The hereditary forms of punctate PPKs are classified into 3 types. Type I (Buschke-Fischer-Brauer disease, keratosis punctata, and keratosis papulosa) is an autosomal-dominant condition with variable penetrance. Multiple tiny, punctate keratoses are found, and there is a possible association with malignant conditions. Type II (porokeratosis punctata, palmaris, et plantaris) is also an autosomal-dominant condition with onset between ages 12 and 50. There are numerous tiny keratotic spines, which resemble the spines of a music box. Histologically, these spines correspond to columnar parakeratosis that resemble cornoid lamellae. Type III (acrokeratoelastoidosis lichenoides) is an autosomal dominant condition. There are oval or polygonal crateriform papules on the borders of the hands, feet, and wrists as well as in the center of the palms and soles. Special staining for elastin shows degeneration of elastic fibres. (1) Acquired forms of punctate PPK include arsenical keratoses, which are associated with angiosarcoma of the liver, nonmelanoma skin cancer, and bronchial adenocarcinoma; idiopathic punctate PPK, which is associated with increasing age and internal malignant conditions; idiopathic filiform porokeratotic PPK, which is associated with breast, renal, colon, and lung cancer; and punctate PPK of the palmar creases, which occurs predominantly in Afro-Caribbeans and in association with an atopic diathesis. (7) Features that support the diagnosis of Type I hereditary punctate PPK in this patient are clinical findings of numerous tiny punctate keratoses on the palms and soles and the absence of a coronoid lamella and vacuolated cells histologically.

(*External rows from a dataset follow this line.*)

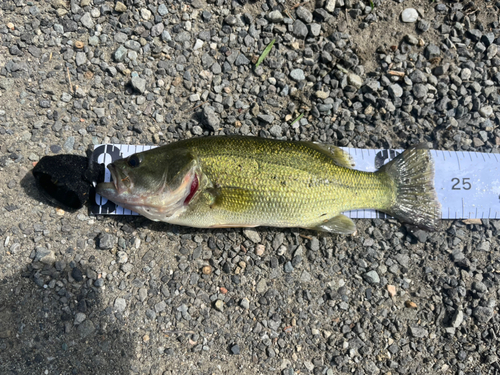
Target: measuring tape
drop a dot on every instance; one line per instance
(467, 183)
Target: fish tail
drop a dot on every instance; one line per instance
(412, 173)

Hereditary punctate PPK (Keratosis punctata palmoplantaris Buschke-Fischer-Brauer) is a rare genodermatosis. Several names have been given to the condition by different authors. Synonyms include keratoma dissipatum hereditarium palmare et plantare (Brauer), keratoma disseminatum, keratodermia maculosa disseminata symmetrica palmaris et plantaris (Buschke-Fischer), keratodermia punctata hereditaria, keratodermia palmoplantaris papulosa, and others. A new classification and nomenclature for keratodermas was proposed by Stevens et al in 1996. (8) The onset of hereditary punctate PPK usually occurs during puberty and adolescence between ages 12 and 30 years, but the lesions may also start to appear up to the fifth decade of life. (6)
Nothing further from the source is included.